Os defensores da laicidade acreditam que:

  • Deve existir uma separação absoluta e jurídica entre as instituições religiosas e as instituições do Estado;
  • O Estado deve ser inteiramente neutro em matéria religiosa, não adotando nenhuma crença como oficial;
  • Os indivíduos devem ter total liberdade de religião ou de crença, incluindo a liberdade de não ter religião, de rejeitar ou de mudar de convicções;
  • Deve existir igualdade de tratamento cidadão, sem qualquer privilégio (como regimes fiscais de exceção) ou discriminação com base na religião ou crença.

Livre-pensador: Foi um termo popular no século XIX, utilizado por aqueles que rejeitavam a autoridade em matérias de crença, especialmente crenças políticas e religiosas. Ainda é utilizado em diferentes línguas em alguns países europeus por organizações não-religiosas para se descreverem a si próprias.

Não-crente: Estes termo é frequentemente utilizado para descrever alguém que não acredita num deus. Muitos ateus preferem não utilizar estas palavra porque as pessoas que não acreditam num deus possuem, naturalmente, muitas outras crenças (sobre a natureza da realidade, sobre como devemos viver e sobre como devemos tratar os outros).
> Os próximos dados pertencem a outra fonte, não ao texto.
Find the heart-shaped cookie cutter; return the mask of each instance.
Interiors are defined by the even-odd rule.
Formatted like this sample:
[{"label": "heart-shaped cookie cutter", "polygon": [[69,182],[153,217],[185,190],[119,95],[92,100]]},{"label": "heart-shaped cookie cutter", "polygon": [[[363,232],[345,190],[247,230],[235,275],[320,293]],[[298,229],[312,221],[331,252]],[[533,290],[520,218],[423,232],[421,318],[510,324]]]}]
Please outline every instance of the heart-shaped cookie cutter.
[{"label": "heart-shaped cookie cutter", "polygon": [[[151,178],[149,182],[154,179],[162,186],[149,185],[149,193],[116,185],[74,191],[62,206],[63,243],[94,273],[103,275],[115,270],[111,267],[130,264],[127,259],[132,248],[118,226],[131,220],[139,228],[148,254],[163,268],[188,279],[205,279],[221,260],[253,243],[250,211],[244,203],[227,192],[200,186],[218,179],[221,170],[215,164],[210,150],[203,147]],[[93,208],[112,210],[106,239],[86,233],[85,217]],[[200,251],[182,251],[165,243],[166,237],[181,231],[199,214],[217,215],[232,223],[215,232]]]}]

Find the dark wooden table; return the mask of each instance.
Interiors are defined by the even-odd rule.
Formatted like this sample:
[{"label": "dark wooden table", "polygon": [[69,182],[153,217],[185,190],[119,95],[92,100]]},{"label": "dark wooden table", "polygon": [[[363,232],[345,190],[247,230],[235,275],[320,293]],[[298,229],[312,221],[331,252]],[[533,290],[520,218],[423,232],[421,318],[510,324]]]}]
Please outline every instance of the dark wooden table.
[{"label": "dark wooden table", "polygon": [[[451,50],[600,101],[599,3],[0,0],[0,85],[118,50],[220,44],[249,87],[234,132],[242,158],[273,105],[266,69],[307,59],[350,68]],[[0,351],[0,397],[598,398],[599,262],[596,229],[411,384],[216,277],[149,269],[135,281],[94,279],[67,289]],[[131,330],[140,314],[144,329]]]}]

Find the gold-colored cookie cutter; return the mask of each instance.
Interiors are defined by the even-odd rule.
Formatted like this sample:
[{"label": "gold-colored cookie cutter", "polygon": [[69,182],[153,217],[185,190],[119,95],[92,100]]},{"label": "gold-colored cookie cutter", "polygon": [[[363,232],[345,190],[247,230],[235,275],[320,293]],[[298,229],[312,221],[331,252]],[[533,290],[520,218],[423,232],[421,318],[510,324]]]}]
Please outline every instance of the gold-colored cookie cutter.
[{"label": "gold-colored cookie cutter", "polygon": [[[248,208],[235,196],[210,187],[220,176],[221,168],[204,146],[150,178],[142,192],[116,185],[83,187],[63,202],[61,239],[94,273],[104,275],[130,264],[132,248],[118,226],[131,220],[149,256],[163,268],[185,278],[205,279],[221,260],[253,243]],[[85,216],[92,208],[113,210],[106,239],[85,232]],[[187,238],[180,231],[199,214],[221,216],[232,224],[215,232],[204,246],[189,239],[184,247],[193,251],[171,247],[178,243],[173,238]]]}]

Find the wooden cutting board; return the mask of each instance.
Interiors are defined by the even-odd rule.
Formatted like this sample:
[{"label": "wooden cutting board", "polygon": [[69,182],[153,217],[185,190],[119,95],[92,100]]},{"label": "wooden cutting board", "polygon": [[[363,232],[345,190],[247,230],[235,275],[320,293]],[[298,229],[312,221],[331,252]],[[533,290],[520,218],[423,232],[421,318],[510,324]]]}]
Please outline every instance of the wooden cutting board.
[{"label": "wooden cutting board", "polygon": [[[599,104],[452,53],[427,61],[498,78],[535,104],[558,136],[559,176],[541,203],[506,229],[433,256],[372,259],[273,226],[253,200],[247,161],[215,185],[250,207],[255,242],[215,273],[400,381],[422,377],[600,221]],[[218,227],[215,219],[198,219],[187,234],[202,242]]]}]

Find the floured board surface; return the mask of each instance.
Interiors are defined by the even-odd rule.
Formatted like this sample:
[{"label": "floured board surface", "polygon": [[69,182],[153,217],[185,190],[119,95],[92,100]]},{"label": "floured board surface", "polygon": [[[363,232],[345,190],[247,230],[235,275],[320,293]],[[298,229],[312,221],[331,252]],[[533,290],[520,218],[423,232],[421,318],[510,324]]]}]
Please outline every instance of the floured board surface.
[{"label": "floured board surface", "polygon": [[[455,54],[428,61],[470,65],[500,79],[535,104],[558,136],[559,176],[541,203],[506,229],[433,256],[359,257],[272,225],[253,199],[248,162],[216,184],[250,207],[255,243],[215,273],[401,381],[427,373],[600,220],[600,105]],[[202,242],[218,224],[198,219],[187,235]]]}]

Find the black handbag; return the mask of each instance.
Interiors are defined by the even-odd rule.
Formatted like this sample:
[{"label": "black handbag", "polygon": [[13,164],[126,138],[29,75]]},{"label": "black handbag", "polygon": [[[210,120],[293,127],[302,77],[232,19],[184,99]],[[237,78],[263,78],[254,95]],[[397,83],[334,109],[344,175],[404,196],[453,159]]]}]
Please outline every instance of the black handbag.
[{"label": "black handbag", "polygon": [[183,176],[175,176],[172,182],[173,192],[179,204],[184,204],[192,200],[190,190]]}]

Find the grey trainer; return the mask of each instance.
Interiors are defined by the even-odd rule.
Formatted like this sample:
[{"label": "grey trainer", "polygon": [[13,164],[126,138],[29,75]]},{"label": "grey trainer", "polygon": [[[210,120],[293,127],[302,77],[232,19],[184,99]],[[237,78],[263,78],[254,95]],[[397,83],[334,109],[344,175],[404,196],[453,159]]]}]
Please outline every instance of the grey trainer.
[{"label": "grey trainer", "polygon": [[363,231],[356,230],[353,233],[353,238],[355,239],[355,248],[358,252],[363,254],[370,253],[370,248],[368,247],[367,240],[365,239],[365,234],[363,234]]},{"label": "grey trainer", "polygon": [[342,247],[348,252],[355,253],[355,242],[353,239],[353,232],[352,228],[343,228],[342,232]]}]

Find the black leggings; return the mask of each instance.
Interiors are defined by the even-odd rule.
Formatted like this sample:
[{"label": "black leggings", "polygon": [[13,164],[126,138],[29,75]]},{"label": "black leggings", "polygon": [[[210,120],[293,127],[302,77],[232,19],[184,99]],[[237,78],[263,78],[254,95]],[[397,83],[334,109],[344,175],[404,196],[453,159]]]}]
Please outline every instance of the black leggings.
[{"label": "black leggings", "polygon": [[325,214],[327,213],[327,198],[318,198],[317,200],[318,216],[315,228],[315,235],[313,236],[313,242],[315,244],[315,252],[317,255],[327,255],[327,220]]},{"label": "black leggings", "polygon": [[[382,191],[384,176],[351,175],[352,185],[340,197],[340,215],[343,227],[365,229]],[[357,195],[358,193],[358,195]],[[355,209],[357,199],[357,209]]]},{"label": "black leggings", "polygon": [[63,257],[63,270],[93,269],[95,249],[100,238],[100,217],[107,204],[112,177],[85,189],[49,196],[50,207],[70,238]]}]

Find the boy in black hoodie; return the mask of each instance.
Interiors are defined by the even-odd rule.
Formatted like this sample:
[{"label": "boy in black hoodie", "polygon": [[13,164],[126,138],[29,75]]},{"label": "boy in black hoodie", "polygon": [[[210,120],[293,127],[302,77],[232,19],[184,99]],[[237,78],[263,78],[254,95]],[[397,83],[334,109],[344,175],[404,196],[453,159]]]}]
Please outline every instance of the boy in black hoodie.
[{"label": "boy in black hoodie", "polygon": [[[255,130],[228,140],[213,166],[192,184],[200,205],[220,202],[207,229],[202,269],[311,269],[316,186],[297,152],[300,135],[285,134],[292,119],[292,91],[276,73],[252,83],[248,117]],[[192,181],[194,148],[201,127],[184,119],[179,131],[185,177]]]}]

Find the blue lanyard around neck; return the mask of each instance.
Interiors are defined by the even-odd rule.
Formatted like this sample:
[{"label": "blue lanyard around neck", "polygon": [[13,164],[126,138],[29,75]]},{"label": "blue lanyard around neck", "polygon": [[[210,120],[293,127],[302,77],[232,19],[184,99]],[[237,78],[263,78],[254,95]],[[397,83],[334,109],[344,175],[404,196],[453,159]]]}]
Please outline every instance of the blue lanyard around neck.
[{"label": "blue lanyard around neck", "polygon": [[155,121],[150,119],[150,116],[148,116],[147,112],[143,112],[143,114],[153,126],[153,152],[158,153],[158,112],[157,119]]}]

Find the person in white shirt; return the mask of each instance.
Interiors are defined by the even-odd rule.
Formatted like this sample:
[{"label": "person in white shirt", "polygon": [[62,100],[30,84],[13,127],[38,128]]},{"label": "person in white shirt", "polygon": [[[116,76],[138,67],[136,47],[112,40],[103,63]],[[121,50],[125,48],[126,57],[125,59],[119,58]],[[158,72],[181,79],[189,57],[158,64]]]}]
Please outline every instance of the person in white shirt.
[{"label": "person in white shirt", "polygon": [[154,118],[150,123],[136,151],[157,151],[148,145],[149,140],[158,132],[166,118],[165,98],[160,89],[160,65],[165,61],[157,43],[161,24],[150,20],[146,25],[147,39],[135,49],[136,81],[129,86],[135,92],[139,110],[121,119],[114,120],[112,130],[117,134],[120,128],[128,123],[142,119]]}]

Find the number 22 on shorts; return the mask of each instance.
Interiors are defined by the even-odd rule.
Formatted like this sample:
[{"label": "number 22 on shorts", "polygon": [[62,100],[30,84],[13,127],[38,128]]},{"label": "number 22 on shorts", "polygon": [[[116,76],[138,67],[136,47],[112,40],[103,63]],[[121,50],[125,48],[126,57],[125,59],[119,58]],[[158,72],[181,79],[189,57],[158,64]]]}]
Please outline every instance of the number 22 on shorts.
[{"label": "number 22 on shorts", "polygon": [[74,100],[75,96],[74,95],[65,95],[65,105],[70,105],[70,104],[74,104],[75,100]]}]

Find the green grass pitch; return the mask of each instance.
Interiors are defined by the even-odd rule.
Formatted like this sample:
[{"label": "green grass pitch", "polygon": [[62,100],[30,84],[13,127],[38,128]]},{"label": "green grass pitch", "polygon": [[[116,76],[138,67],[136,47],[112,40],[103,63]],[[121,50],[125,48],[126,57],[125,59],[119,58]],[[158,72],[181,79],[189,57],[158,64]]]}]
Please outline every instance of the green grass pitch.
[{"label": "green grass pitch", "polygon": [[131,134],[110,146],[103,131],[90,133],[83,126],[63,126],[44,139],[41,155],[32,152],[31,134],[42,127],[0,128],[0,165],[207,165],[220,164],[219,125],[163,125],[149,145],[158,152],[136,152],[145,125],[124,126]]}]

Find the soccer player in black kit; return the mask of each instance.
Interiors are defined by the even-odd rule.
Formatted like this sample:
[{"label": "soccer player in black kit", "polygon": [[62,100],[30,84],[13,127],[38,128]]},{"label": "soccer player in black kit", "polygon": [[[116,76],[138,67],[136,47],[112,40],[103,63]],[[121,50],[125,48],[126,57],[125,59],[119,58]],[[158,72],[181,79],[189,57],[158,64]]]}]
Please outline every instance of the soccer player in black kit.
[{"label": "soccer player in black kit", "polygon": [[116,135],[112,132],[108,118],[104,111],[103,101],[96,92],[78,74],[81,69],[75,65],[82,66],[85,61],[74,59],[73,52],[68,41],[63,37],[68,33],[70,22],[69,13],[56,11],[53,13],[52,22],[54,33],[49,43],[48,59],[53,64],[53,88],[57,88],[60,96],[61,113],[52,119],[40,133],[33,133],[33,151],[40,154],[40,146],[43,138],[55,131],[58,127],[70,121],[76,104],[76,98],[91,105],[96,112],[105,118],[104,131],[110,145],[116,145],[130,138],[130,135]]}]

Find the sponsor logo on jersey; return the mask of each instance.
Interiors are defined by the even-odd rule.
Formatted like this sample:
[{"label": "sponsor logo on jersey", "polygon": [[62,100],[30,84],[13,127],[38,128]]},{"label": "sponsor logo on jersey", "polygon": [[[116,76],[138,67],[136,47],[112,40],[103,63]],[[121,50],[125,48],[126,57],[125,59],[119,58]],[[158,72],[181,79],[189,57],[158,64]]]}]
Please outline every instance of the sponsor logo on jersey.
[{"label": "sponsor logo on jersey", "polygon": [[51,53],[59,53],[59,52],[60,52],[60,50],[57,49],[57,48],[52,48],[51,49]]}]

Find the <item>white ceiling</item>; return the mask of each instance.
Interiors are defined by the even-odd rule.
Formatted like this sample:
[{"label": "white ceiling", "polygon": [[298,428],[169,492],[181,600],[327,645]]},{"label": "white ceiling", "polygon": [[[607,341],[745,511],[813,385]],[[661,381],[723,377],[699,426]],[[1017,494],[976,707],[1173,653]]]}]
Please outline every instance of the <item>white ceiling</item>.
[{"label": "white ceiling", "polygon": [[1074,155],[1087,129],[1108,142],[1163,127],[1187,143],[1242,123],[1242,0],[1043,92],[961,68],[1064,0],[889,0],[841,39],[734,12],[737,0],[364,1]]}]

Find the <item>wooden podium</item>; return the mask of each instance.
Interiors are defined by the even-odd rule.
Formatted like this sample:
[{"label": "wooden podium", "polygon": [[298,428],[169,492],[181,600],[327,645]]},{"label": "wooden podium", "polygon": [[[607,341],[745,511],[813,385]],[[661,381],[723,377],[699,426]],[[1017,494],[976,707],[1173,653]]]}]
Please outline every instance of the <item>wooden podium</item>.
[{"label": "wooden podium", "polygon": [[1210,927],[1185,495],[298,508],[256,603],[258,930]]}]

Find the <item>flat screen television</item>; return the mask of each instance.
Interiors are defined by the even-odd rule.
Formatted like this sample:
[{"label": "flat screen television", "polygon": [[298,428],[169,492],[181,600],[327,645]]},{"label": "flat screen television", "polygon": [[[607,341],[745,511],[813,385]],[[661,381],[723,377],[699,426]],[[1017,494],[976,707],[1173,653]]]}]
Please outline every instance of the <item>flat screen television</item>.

Racionalista: Pode significar alguém que prioriza o uso da razão e considera a razão crucial para investigar e compreender o mundo. Os racionalistas rejeitam frequentemente a religião com o argumento de que acreditam que esta não pode ser fundamentada na razão. (O racionalismo é por vezes contrastado com o fideísmo — posições que dependem de ou defendem a ‘fé’ até certo ponto).

Secular / Secularista: Embora na tradição anglo-saxónica (secularism) se confunda frequentemente com a laicidade, em Portugal o termo “secular” refere-se historicamente ao que pertence ao mundo temporal, civil ou profano (por oposição ao estritamente religioso ou clerical). O termo “secularização” descreve o fenómeno sociológico em que a cultura, a moral pública, a ciência e os comportamentos sociais se emancipam da tutela e dos dogmas da Igreja. Um secularista, neste contexto, foca-se na promoção de uma sociedade civil orientada por valores terrenos, racionais e humanos, onde as decisões do quotidiano e a ética social se desenvolvem de forma independente das doutrinas religiosas.